About 200 members of the so-called THAI Employees Fighting Corruption group gathered at the airline's operations building to demand the probe be formed by invoking Section 44 of the interim charter.
Nares Puengyam, the group's representative, said Section 44 would enable the premier to set up a special committee to investigate all procurement contracts secured by the airline for any irregularities.
Any such irregularities would constitute policy-oriented corruption, which must be dealt with, according to the group.
The move follows a scandal in which Rolls-Royce admitted to paying bribes to Thai agents or officials to sell engines to THAI between 1991 and 2005.
Mr Nares said the airline decided to lower the age of its fleet, forcing the carrier to acquire up to 75 new aircraft valued at over 400 billion baht in two lots between 2011 and 2022.
The planned acquisition was incorporated into the company's restructuring masterplan back in 2009.

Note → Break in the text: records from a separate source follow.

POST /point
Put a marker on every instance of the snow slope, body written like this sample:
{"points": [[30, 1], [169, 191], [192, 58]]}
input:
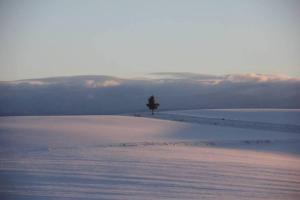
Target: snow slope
{"points": [[122, 157]]}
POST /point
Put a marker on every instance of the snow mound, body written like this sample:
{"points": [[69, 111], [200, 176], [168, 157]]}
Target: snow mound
{"points": [[120, 157]]}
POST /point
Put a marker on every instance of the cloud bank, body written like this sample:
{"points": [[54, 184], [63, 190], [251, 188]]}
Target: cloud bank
{"points": [[112, 95]]}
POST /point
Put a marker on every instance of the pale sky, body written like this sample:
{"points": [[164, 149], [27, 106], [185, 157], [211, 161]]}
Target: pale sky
{"points": [[128, 38]]}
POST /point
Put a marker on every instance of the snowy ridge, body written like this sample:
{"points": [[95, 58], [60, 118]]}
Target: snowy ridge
{"points": [[121, 157], [293, 128]]}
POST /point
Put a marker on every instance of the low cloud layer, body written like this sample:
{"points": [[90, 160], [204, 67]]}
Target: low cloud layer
{"points": [[110, 95]]}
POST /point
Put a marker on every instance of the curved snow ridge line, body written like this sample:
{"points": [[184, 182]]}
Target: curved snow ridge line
{"points": [[292, 128], [179, 143]]}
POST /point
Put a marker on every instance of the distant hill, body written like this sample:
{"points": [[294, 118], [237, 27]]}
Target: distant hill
{"points": [[112, 95]]}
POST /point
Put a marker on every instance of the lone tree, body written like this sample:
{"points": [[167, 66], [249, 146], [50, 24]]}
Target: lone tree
{"points": [[152, 105]]}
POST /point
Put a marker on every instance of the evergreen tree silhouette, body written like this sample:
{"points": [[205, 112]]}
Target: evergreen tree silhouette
{"points": [[152, 105]]}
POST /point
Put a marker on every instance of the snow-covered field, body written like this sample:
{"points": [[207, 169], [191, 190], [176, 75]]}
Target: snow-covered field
{"points": [[126, 157]]}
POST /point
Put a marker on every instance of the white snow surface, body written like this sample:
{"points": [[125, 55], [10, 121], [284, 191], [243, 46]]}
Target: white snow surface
{"points": [[125, 157]]}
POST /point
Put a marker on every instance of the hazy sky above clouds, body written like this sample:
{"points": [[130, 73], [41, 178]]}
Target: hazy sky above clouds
{"points": [[42, 38]]}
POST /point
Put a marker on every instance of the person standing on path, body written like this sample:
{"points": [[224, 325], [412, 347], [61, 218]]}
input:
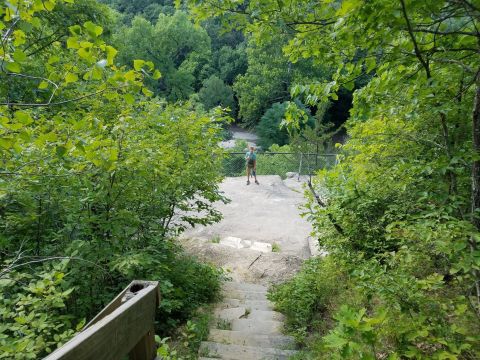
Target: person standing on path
{"points": [[251, 158]]}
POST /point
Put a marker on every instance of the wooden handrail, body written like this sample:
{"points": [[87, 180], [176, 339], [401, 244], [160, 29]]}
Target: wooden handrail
{"points": [[125, 326]]}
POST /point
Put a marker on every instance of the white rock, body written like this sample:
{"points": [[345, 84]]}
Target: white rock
{"points": [[263, 247], [232, 242]]}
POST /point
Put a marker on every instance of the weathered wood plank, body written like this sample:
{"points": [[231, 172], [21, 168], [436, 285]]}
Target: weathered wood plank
{"points": [[118, 333]]}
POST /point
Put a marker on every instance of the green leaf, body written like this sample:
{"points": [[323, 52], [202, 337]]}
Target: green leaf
{"points": [[19, 55], [138, 64], [111, 53], [73, 43], [71, 78], [92, 29], [14, 67], [156, 75]]}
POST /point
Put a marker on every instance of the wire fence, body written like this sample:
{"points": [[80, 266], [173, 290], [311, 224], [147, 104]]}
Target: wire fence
{"points": [[278, 163]]}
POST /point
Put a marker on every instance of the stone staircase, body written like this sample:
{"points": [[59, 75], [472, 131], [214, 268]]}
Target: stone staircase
{"points": [[246, 327]]}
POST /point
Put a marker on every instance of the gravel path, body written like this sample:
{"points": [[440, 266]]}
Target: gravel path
{"points": [[267, 213]]}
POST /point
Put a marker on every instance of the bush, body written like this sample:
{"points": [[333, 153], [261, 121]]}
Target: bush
{"points": [[33, 313], [309, 297]]}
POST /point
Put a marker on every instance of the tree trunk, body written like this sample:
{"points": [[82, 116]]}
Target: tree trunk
{"points": [[476, 181], [475, 201]]}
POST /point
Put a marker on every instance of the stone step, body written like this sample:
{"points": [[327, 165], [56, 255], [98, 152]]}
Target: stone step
{"points": [[243, 312], [245, 286], [250, 304], [257, 327], [246, 338], [244, 295], [240, 352]]}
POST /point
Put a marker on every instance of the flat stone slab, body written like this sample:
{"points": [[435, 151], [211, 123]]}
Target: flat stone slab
{"points": [[232, 241], [251, 304], [240, 352], [263, 247], [245, 295], [244, 338], [258, 327], [238, 243], [244, 286]]}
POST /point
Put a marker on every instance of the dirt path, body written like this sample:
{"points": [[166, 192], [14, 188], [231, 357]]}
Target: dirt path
{"points": [[245, 325], [267, 213]]}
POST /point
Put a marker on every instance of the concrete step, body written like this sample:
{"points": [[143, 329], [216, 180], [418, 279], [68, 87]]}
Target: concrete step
{"points": [[239, 352], [244, 295], [246, 338], [243, 312], [257, 327], [245, 286], [250, 304]]}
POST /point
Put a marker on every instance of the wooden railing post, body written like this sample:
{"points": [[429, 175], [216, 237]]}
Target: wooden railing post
{"points": [[125, 326]]}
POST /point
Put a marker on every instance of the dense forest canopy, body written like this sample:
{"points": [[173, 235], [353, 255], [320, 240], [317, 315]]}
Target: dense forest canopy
{"points": [[399, 215], [110, 117]]}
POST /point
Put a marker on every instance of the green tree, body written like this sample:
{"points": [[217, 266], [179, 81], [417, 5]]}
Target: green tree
{"points": [[268, 129], [401, 209], [178, 49], [216, 93]]}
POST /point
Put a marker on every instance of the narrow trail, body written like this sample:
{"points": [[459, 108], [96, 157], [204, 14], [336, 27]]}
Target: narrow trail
{"points": [[258, 220]]}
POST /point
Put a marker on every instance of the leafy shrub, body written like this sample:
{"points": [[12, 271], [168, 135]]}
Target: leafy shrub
{"points": [[33, 313], [308, 295]]}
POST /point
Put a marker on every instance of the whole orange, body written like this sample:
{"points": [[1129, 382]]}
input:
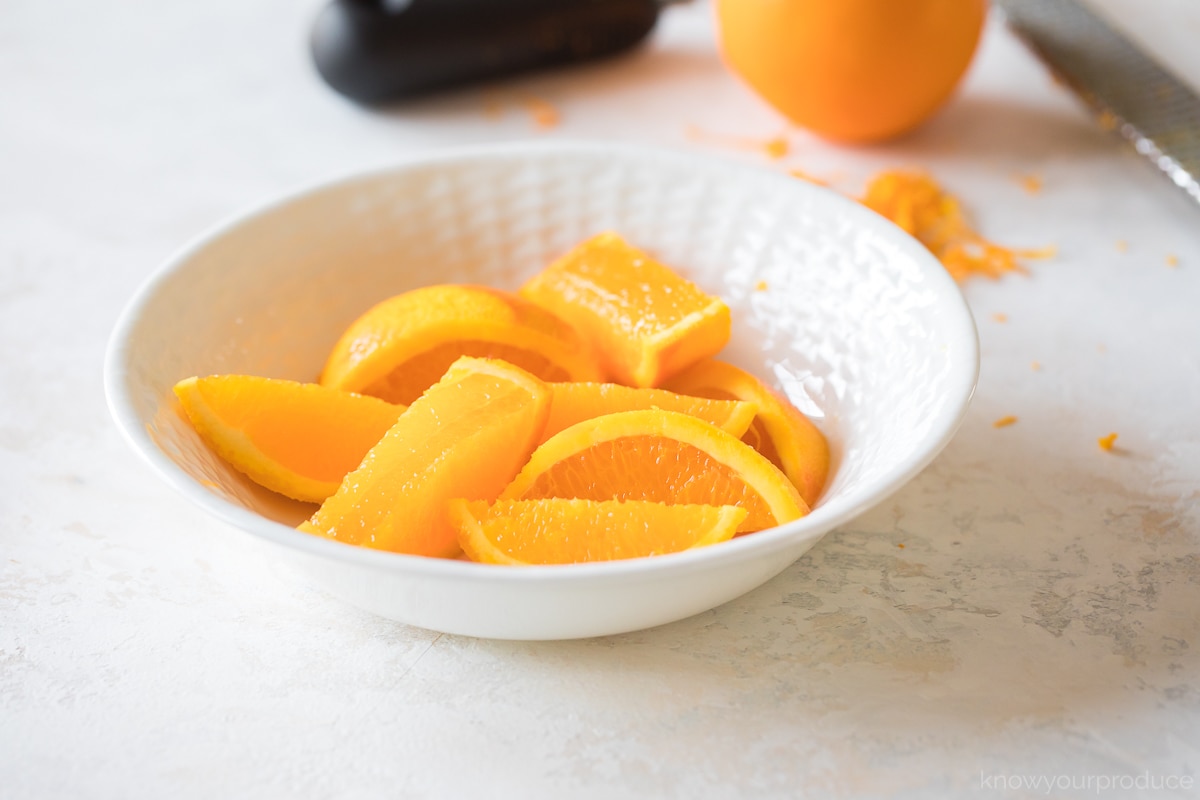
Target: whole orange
{"points": [[851, 70]]}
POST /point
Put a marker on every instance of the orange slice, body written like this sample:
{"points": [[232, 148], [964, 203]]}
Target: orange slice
{"points": [[645, 322], [405, 344], [581, 401], [465, 438], [297, 439], [661, 456], [522, 533], [779, 432]]}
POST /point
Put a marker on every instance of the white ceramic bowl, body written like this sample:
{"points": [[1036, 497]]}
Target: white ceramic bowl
{"points": [[832, 304]]}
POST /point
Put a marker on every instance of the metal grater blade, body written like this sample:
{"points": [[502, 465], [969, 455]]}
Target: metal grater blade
{"points": [[1132, 94]]}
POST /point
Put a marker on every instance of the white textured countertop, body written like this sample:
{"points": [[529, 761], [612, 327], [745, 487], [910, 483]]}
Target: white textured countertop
{"points": [[1029, 607]]}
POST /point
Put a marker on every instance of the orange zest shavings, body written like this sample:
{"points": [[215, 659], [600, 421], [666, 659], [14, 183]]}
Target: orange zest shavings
{"points": [[1030, 182], [924, 210], [774, 148], [543, 113]]}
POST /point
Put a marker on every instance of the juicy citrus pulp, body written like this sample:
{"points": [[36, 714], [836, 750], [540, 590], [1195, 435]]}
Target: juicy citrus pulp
{"points": [[569, 530], [575, 402], [660, 456], [463, 438], [297, 439], [643, 320], [405, 344], [783, 434]]}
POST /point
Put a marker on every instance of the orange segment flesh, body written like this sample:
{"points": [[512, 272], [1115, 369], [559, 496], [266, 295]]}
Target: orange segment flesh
{"points": [[575, 402], [558, 530], [405, 344], [660, 456], [779, 431], [297, 439], [645, 322], [463, 438]]}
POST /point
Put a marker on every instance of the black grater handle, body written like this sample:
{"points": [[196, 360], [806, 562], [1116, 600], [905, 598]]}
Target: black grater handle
{"points": [[379, 50]]}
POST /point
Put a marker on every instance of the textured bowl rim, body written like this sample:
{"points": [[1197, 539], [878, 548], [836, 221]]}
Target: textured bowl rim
{"points": [[961, 380]]}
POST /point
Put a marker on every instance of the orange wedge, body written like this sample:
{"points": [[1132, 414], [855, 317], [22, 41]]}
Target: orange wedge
{"points": [[297, 439], [779, 431], [660, 456], [463, 438], [575, 402], [645, 322], [405, 344], [522, 533]]}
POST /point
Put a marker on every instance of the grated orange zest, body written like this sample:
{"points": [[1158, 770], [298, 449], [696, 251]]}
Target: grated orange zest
{"points": [[774, 148], [924, 210]]}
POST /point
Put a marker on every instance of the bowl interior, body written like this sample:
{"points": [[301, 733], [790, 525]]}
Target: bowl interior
{"points": [[832, 305]]}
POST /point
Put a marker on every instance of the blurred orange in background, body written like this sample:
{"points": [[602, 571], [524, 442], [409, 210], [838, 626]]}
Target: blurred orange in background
{"points": [[853, 71]]}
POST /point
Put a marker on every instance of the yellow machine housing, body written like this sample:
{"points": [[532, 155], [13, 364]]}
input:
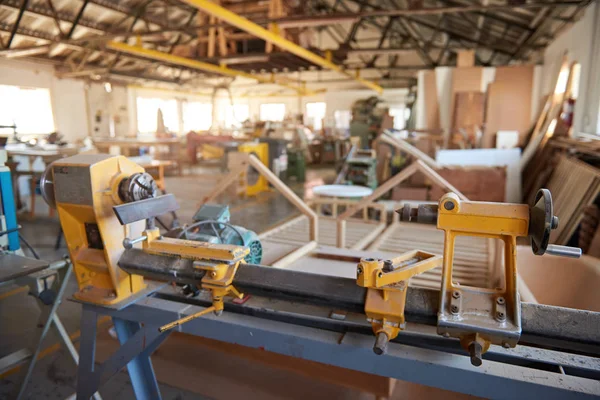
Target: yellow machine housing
{"points": [[260, 184], [387, 286], [481, 316], [86, 189]]}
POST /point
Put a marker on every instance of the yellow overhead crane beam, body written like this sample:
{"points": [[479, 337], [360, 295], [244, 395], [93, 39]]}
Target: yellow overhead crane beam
{"points": [[246, 25], [202, 66]]}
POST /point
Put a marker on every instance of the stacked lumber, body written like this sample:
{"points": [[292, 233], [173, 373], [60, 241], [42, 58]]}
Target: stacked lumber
{"points": [[574, 185], [476, 260]]}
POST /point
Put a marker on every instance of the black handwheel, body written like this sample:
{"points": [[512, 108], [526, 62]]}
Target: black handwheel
{"points": [[541, 221]]}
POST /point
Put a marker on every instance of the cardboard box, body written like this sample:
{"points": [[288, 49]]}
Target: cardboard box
{"points": [[410, 193]]}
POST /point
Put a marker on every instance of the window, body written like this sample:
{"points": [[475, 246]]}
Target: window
{"points": [[30, 109], [236, 114], [197, 116], [342, 119], [272, 112], [315, 112], [399, 115], [147, 114]]}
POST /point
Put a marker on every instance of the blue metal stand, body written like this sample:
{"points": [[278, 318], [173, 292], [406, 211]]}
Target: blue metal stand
{"points": [[137, 344], [8, 208]]}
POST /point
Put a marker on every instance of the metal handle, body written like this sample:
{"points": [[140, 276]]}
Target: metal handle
{"points": [[563, 251], [183, 320], [128, 243]]}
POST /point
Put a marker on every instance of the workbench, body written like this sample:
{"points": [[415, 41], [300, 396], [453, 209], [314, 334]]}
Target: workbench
{"points": [[293, 321], [131, 147]]}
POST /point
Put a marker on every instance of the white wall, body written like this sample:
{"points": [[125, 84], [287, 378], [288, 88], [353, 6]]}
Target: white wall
{"points": [[581, 42], [76, 104], [68, 100]]}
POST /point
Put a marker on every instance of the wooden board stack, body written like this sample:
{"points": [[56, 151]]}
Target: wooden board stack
{"points": [[574, 185]]}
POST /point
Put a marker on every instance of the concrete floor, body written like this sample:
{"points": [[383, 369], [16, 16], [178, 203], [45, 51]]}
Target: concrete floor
{"points": [[54, 376]]}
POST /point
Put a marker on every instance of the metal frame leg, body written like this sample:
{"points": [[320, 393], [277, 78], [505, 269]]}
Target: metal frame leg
{"points": [[47, 318], [140, 368], [137, 344]]}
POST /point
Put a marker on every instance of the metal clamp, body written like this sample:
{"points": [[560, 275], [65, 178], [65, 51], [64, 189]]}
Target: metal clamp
{"points": [[387, 284]]}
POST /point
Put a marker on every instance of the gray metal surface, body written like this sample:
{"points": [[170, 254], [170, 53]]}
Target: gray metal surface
{"points": [[144, 209], [13, 266], [354, 351], [557, 327]]}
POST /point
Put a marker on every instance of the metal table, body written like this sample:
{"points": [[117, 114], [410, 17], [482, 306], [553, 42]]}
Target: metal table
{"points": [[295, 319]]}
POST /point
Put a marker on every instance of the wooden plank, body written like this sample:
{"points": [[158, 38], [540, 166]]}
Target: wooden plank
{"points": [[295, 255], [368, 238], [406, 147], [432, 107], [468, 113], [509, 103], [288, 194], [595, 244], [466, 79], [477, 183]]}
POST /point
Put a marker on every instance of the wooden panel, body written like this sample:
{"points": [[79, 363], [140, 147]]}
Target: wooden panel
{"points": [[477, 183], [574, 185], [509, 103], [566, 282], [465, 80], [432, 107], [468, 112], [473, 260]]}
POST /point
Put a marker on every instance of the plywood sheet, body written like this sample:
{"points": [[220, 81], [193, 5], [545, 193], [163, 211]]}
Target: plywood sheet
{"points": [[509, 158], [509, 103], [294, 234], [474, 258], [469, 110], [432, 108], [477, 183], [465, 80]]}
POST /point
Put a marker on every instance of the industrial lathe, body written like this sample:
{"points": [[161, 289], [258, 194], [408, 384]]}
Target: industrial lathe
{"points": [[479, 341]]}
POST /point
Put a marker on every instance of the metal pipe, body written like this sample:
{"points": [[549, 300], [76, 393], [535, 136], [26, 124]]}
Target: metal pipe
{"points": [[262, 33], [199, 65], [563, 251]]}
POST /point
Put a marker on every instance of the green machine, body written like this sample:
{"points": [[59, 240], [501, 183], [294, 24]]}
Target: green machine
{"points": [[212, 226], [361, 169]]}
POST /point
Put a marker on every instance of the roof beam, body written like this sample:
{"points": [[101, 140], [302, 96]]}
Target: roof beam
{"points": [[198, 65], [77, 18], [15, 27], [326, 19], [250, 27]]}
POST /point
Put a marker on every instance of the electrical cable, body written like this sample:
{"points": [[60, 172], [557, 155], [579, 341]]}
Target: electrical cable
{"points": [[212, 222], [31, 249], [10, 230]]}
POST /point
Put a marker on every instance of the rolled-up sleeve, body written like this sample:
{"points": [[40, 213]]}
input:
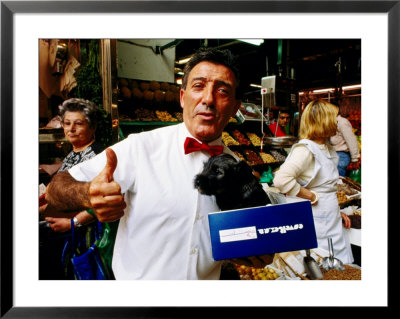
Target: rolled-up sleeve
{"points": [[295, 168]]}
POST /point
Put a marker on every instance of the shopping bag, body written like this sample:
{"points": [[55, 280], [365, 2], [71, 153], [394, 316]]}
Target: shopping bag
{"points": [[89, 265], [105, 246], [355, 175]]}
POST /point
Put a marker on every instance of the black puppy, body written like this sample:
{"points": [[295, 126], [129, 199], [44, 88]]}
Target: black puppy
{"points": [[232, 182]]}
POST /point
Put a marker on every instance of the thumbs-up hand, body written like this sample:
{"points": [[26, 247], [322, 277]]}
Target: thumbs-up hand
{"points": [[105, 194]]}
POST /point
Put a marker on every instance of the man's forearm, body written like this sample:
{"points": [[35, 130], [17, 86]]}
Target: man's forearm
{"points": [[64, 193]]}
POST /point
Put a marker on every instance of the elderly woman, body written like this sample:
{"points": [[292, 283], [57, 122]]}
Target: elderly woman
{"points": [[310, 172], [79, 119]]}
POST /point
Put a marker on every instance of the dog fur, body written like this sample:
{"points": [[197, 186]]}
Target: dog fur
{"points": [[231, 182]]}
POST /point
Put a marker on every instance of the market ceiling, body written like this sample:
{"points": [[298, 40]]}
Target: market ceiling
{"points": [[314, 63]]}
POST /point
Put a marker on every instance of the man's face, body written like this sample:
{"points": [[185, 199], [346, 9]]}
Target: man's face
{"points": [[284, 119], [209, 100]]}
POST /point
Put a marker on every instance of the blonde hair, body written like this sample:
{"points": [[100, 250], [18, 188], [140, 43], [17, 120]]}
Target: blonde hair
{"points": [[319, 120]]}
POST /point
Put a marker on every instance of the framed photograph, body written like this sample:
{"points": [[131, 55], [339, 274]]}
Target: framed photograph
{"points": [[23, 23]]}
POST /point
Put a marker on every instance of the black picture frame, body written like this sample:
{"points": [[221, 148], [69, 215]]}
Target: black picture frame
{"points": [[9, 8]]}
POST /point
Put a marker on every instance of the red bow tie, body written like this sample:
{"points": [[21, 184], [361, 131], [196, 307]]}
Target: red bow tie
{"points": [[191, 145]]}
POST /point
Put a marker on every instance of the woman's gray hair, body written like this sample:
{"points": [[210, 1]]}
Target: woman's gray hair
{"points": [[86, 107]]}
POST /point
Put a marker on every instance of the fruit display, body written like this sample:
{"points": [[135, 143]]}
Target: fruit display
{"points": [[349, 273], [252, 273], [239, 155], [267, 158], [346, 189], [278, 156], [342, 198], [145, 115], [253, 158], [228, 140], [254, 139]]}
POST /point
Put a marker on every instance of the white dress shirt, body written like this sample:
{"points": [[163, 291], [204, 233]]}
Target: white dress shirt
{"points": [[164, 233]]}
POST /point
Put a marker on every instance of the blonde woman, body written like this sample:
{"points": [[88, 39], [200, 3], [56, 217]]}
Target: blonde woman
{"points": [[310, 172]]}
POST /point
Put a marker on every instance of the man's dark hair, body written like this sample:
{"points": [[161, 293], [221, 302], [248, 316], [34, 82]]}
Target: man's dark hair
{"points": [[223, 57]]}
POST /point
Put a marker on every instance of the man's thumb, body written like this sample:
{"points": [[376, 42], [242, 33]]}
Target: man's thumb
{"points": [[111, 164]]}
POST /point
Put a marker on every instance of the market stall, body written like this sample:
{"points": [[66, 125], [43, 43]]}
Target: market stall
{"points": [[145, 95]]}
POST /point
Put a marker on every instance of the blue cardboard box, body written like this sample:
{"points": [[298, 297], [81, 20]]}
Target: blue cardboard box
{"points": [[262, 230]]}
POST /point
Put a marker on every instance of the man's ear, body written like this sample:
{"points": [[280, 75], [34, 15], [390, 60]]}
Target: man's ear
{"points": [[236, 108], [181, 97]]}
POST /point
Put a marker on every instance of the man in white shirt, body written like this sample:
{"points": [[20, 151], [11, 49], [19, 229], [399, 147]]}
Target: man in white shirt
{"points": [[146, 180]]}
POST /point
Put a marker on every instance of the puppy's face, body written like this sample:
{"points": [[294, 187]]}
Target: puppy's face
{"points": [[220, 173]]}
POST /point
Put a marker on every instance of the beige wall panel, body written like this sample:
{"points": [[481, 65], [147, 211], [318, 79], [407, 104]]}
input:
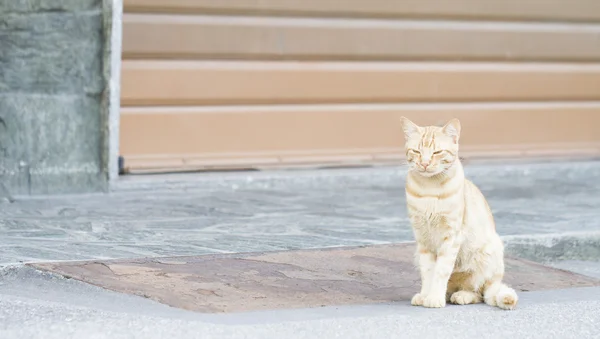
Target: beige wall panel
{"points": [[588, 10], [268, 135], [201, 83], [193, 37]]}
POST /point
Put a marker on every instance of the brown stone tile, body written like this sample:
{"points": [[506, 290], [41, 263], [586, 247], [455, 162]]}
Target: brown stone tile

The acquisition plan meant that almost 50 planes would need to be replaced ahead of time. THAI's fleet is comprised of both Airbus and Boeing aircraft.
Its Airbus planes have an average 20-year lifespan before they need to be replaced while Boeing's lifespan is 25 years.
Any incumbent executives of the company who sat on the restructuring master plan committee from 2009 and 2011 must resign to face up to their responsibility for what the group said was the airline's ongoing losses and accumulated debts.
At least one executive on the current board assumed a role in the master plan committee, according to the group.
Mr Nares added the group would discuss the issue with THAI's labour union and ask the government and anti-graft agencies to scrutinise the national carrier's balance sheet.
The group also plans to petition the Prime Minister's Office, the National Anti-Corruption Commission and the Office of the Auditor General to examine the company's finances to see if its accounts had been embellished.